Submitted to: Veterinary Record
Publication Type: Peer Reviewed Journal
Publication Acceptance Date: 10/5/1996
Publication Date: N/A
Citation: N/A Interpretive Summary: Malignant catarrhal fever (MCF) is traditionally considered as a disease with a short clinical course and high death rate. Owing to the limitations of the diagnostic assays in laboratories in the past, it was difficult to study the clinical phenomenon of sheep-associated MCF, particularly when the cattle recovered from an MCF-like clinical disease. Recently-developed diagnostic assays, called competitive- inhibition ELISA and PCR, were used to confirm chronic and recovered sheep-associated MCF cases in cattle. 11 cattle that survived MCF for up to two-and-a-half years were identified by detection of the viral DNA (genomic materials)in blood by PCR. The study detailed the lesions of these survival cattle and compared with the acute cases, which adds new information for MCF histopathology. The viral DNA was consistently detected by PCR in all 11 chronic and recovered sheep- associated MCF cattle and the antibody to MCF virus was detected by CI-ELISA in 8 out of the 11 cattle. These observations indicate that recovery and chronic disease are a significant part of the clinical spectrum of MCF and that such cases occur with some frequency. The affected cattle remain persistently infected with the virus.

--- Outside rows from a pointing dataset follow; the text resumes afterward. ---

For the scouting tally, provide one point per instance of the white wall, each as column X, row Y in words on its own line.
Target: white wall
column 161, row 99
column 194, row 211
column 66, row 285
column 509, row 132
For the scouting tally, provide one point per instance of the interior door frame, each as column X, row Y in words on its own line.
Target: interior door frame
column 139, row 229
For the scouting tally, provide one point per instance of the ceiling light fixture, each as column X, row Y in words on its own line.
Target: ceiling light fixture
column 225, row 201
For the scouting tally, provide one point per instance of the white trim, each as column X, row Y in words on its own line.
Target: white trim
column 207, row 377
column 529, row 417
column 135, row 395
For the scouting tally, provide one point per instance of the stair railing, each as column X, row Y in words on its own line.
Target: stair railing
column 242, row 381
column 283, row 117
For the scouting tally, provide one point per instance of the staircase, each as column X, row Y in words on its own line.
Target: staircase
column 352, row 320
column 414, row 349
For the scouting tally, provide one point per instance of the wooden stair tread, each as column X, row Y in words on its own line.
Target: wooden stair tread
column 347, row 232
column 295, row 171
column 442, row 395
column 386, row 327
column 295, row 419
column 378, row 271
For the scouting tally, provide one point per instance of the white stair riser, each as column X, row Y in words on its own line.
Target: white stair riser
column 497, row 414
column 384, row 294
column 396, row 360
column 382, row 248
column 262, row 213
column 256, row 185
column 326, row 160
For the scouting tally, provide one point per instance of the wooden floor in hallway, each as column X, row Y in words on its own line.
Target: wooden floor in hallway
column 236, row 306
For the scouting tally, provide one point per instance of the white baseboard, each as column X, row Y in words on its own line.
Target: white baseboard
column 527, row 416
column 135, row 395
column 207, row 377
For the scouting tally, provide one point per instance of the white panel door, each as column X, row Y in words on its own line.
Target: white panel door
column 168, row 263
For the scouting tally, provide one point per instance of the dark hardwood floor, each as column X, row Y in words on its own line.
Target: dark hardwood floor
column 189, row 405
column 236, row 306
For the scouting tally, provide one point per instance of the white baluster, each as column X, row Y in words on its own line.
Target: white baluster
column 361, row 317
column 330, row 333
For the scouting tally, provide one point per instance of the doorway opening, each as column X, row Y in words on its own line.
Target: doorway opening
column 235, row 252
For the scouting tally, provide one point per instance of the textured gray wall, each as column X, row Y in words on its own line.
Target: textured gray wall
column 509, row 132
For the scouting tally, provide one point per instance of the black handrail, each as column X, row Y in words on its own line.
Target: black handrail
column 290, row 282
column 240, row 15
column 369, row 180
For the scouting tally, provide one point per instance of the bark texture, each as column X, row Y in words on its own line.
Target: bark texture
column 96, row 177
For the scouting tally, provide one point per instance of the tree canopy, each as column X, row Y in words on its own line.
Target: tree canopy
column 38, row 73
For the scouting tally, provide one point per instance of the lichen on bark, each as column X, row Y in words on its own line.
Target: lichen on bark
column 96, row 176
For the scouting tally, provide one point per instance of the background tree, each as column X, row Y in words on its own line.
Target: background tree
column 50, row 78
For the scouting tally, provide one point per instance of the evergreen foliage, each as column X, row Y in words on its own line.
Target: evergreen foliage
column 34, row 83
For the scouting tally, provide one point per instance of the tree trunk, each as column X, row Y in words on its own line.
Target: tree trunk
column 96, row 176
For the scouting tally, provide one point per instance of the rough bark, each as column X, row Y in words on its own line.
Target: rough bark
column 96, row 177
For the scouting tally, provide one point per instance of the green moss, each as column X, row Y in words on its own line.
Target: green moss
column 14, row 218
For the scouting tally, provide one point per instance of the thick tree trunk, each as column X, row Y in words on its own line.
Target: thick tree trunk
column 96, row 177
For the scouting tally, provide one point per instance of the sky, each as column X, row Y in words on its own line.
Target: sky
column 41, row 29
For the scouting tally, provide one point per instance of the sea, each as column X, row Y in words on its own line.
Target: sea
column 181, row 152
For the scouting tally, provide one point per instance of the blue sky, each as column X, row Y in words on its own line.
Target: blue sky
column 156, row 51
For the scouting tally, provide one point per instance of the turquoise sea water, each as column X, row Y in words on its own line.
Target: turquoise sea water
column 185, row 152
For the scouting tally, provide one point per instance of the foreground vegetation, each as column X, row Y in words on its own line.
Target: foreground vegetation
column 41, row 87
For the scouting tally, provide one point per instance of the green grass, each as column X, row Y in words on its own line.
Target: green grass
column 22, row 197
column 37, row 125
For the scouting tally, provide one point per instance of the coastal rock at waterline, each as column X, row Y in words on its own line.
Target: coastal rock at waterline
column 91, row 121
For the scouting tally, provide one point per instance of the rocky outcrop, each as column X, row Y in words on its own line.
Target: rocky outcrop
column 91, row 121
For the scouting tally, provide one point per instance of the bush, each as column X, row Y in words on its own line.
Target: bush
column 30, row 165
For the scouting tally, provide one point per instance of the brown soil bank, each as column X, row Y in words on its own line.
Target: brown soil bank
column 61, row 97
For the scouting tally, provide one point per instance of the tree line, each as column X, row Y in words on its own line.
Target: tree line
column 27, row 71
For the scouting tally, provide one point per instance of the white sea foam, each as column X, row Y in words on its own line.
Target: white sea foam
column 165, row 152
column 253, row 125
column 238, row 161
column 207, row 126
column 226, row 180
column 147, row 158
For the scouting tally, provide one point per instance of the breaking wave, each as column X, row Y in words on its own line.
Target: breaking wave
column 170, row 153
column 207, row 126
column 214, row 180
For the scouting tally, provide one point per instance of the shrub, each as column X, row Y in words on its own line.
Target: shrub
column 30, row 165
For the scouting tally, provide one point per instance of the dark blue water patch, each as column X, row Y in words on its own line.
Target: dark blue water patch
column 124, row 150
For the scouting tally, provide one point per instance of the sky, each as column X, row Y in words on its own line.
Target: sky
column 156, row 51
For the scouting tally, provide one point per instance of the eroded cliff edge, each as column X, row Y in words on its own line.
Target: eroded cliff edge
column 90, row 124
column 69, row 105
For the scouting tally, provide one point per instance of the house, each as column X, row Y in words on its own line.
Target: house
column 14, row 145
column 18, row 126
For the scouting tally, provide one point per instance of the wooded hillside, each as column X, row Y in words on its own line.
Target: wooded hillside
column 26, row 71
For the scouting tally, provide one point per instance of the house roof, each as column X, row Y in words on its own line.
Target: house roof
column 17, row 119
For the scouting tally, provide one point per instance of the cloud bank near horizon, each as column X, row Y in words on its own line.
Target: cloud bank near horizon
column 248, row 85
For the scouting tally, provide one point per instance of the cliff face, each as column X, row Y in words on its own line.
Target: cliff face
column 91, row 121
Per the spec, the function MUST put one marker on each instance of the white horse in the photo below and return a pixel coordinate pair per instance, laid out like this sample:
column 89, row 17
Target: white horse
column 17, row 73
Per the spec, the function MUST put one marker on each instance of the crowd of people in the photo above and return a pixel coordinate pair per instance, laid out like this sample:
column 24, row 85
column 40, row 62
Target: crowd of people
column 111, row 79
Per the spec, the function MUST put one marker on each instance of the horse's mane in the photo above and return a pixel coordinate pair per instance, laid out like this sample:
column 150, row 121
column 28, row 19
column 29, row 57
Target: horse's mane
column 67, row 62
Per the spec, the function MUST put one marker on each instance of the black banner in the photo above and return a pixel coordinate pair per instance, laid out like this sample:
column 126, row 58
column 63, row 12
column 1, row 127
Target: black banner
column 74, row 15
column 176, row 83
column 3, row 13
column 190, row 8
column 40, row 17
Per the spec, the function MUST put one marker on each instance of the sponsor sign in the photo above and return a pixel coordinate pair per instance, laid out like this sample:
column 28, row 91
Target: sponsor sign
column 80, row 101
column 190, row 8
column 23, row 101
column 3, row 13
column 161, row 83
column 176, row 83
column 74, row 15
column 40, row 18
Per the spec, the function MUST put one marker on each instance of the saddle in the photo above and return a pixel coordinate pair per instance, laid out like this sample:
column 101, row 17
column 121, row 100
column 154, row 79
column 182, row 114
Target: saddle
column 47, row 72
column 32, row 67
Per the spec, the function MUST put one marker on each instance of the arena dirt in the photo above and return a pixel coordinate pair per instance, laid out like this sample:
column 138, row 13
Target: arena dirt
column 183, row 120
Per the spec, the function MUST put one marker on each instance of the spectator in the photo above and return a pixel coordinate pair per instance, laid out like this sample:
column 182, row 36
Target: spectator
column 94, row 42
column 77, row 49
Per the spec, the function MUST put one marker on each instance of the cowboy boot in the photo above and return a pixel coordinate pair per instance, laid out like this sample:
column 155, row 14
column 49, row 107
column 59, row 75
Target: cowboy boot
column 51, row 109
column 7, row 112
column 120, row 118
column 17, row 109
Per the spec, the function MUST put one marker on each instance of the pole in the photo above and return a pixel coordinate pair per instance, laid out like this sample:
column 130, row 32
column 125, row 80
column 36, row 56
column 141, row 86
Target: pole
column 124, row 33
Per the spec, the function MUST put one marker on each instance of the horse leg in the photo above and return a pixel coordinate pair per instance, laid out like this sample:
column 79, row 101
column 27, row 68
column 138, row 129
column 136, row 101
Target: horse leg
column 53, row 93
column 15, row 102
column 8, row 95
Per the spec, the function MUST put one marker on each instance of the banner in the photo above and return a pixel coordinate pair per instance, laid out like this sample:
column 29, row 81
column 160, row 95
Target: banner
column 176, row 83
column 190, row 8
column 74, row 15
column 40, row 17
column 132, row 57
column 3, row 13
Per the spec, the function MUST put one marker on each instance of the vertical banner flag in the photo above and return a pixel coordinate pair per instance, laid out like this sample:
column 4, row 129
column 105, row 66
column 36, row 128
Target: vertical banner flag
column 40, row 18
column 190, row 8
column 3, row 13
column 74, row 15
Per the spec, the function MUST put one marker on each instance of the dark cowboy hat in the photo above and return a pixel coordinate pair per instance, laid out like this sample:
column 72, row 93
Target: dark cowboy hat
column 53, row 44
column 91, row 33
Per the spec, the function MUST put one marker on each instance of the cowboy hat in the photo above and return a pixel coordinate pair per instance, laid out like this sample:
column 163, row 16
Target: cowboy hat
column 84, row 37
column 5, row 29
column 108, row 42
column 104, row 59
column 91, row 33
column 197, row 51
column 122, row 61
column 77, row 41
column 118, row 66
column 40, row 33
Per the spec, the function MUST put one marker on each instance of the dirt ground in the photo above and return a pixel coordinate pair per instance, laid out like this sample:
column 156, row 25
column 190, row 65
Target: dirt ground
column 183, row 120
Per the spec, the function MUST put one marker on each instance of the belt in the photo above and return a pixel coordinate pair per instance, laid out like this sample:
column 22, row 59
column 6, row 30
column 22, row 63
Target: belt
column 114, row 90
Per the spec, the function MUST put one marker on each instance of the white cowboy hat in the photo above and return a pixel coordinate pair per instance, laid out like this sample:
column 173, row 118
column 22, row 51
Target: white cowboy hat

Technical Abstract: Malignant catarrhal fever (MCF) is traditionally regarded as a disease with a short clinical course, low morbidity and high case fatality rate. Owing to the limitations of the assays used in laboratory diagnosis, it was difficult to characterize the clinical spectrum of sheep-associated MCF, particularly when the cattle recovered from an MCF-like clinical syndrome. Over a period of three years, 11 cattle that survived MCF for up to two-and-a-half years were identified on four premises. A clinical diagnosis of MCF was confirmed by detection of ovine herpesvirus 2 DNA in peripheral blood leukocytes using polymerase chain reaction (PCR) assay that detects a specific 238 base-pair fragment of viral genomic DNA. Of the 11 cattle examined, six recovered clinically with the exception of bilateral corneal oedema with stromal keratitis (four animals) and unilateral perforating keratitis (one animal). The 10 animals available for post mortem examination had disseminated sub-acute to chronic arteriopathy. Recovery was associated with the resolution of the acute lymphoid panarteritis that characterizes the acute phase of MCF, and with development of generalized chronic obliterative arteriosclerosis. Bilateral leucomata were due in part to the focal destruction of corneal endothelium secondary to acute endothelialitis. Formalin- fixed tissues and/or unfixed lymphoid cells from all 11 cattle were positive for sheep-associated MCF by PCR. These observations indicate that recovery and chronic disease are a significant part of the clinical spectrum of MCF and that such cases occur with some frequency in the area studied. The affected cattle remain persistently infected.